Das Lizenzmodell basiert auf der Anzahl der Assets (IP-Adressen, Cloud-Ressourcen, Identitäten). Das klingt einfach, doch die Zählung ist berüchtigt komplex: IoT-Geräte, Container-Instanzen und flüchtige Cloud-Workloads können die Asset-Anzahl rasch in die Höhe treiben. Organisationen, die ihr Asset-Inventar nicht aktiv verwalten, sehen ihre Tenable-Rechnung von Jahr zu Jahr steigen, ohne dass das Sicherheitsniveau entsprechend wächst.

Einkaufshinweise

  • Bereinige dein Asset-Inventar vor jeder Verlängerung

    Der wichtigste Kostenfaktor bei Tenable ist ein sauberes Asset-Inventar. Führe kurz vor der Verlängerung eine Bereinigung durch: Alte Hosts, inaktive Cloud-Ressourcen und Doppelzählungen entfernen. In der Praxis lassen sich 10–20 % der Assets aufräumen – mit unmittelbarer Auswirkung auf den Lizenzpreis.

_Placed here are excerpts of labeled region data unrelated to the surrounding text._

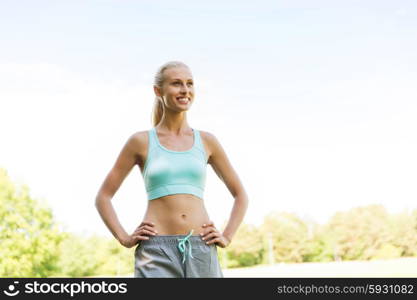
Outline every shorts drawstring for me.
[178,230,194,263]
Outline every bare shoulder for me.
[200,130,221,161]
[200,130,218,144]
[127,130,148,163]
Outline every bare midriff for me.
[143,194,210,235]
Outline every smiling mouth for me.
[177,97,190,104]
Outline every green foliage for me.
[261,212,308,262]
[54,234,134,277]
[0,169,417,277]
[221,224,264,268]
[0,169,64,277]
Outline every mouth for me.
[176,97,191,104]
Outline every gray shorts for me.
[134,235,223,278]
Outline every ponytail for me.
[151,61,188,127]
[151,97,164,127]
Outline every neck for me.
[155,112,190,134]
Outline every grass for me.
[223,257,417,278]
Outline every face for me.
[154,67,194,112]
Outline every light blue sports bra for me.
[142,127,207,200]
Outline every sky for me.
[0,0,417,236]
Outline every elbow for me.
[94,192,110,210]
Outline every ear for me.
[153,85,161,97]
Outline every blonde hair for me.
[151,61,189,126]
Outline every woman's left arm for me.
[201,132,249,247]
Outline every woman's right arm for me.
[95,133,153,248]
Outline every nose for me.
[181,84,191,94]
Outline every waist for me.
[136,234,205,245]
[144,194,210,236]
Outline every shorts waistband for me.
[140,234,205,245]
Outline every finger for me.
[200,227,216,237]
[138,221,155,227]
[203,221,214,227]
[206,238,220,245]
[136,225,157,233]
[203,232,219,241]
[134,235,149,241]
[138,229,156,235]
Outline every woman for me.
[96,61,248,277]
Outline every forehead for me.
[164,67,193,80]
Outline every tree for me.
[0,168,64,277]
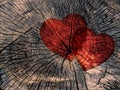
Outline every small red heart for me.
[40,14,115,70]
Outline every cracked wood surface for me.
[0,0,120,90]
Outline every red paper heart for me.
[40,14,115,70]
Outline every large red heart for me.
[40,14,115,70]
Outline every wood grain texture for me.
[0,0,120,90]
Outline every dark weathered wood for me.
[0,0,120,90]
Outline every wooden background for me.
[0,0,120,90]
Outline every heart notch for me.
[40,14,115,71]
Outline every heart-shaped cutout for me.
[40,14,115,70]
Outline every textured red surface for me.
[40,14,115,70]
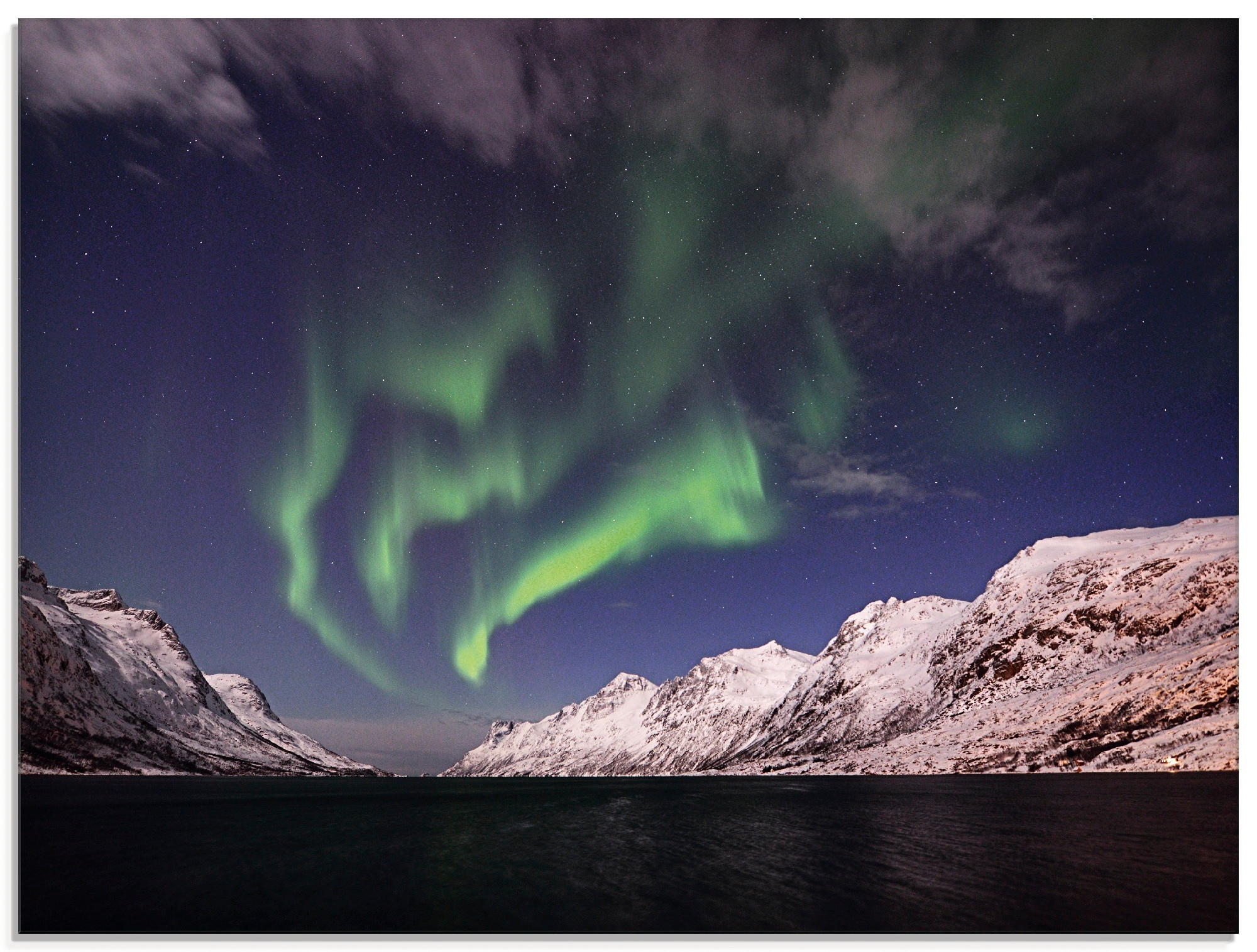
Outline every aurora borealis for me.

  • Vergleiche Einzelprodukte mit Tenable One

    Tenable bietet Nessus, Tenable Vulnerability Management, Cloud Security, Identity Exposure und mehr als einzelne Module oder als Tenable One Bundle. Für Organisationen, die mehrere Module nutzen, ist der Bündelpreis meist günstiger – aber nur, wenn diese Module tatsächlich eingesetzt werden.

  • Verhandle eine mehrjährige Preisbindung

    Mehrjährige Verträge (2–3 Jahre) bringen deutliche Rabatte und schützen vor zwischenzeitlichen Preiserhöhungen. Für ein ausgereiftes Security-Programm, in dem Tenable fest verankert ist, ist das oft finanziell attraktiver als eine jährliche Verlängerung.

  • Nutze Qualys und Rapid7 als Verhandlungsdruck

    Tenable hat mehrere starke Wettbewerber (Qualys, Rapid7, Wiz für Cloud). Ein ernsthafter Vergleich dieser Alternativen in einer Verlängerungssituation schafft Spielraum für Verhandlungen. Ein unabhängiger Einkaufspartner kann das ohne Reputationsrisiko im Vorfeld prüfen.

Compliance-Risiken

  • EU-Datenstandort vs. US-Tenant

    Tenable Vulnerability Management läuft auf AWS in spezifischen Regionen. Für Organisationen unter NIS2 oder mit branchenspezifischen Anforderungen an den Datenstandort ist es Pflicht, die EU-Instanz zu wählen und dies vertraglich festzuhalten. Standardmäßig ist das nicht immer der Fall.

  • Scan-Daten enthalten sensible Security-Intelligence

    Scan-Ergebnisse von Tenable geben detaillierten Einblick in Schwachstellen pro Host. Das ist wertvoll, aber auch sensibel: Das Leaken dieser Daten wäre eine Blaupause für Angreifer. Rollenbasierter Zugriff und Audit-Logging müssen aktiv konfiguriert werden – das ist nicht standardmäßig gesetzt.

  • Ghost-Assets in der Cloud

    Cloud-Scanner und Agents inventarisieren ephemeral Resources, die innerhalb von Stunden auftauchen und wieder verschwinden. Ohne gute Konfiguration werden diese trotzdem in der Lizenzrechnung erfasst, obwohl sie kaum echten Security-Wert bringen. Prüfe das vierteljährlich.

Häufig gestellte Fragen zu Tenable

Häufig gestellte Fragen zu Tenable Lizenzen und Einkauf.

Was ist der Unterschied zwischen Nessus Professional und Tenable Vulnerability Management?

Nessus Professional ist ein einzelner Scanner für Pentests und kleine Teams. Tenable Vulnerability Management ist die cloudbasierte Plattform mit kontinuierlichem Monitoring, Dashboards, Reports und Multi-User-Kollaboration. Für ein Enterprise-Sicherheitsprogramm ist die Plattform nahezu immer erforderlich.

Brauche ich Tenable One oder reichen Einzelprodukte?

Tenable One ist ein Exposure-Management-Platform, das Vulnerability Management, Cloud Security, Identity Exposure und Attack Surface Management bündelt. Für grosse Organisationen mit mehreren Tenable-Produkten bietet es einen Bündelpreis und ein zentrales Dashboard – aber nur interessant, wenn die Module tatsächlich genutzt werden.

Wie zählt Tenable Assets genau?

Tenable zählt in der Regel aktive Assets innerhalb eines Messzeitraums. Die genaue Definition variiert je nach Produkt (VM vs. Cloud Security vs. Identity Exposure). SoftVaro hilft beim genauen Durchlesen der Asset-Definition im Vertrag, damit du nicht für „tote“ Assets zahlen musst.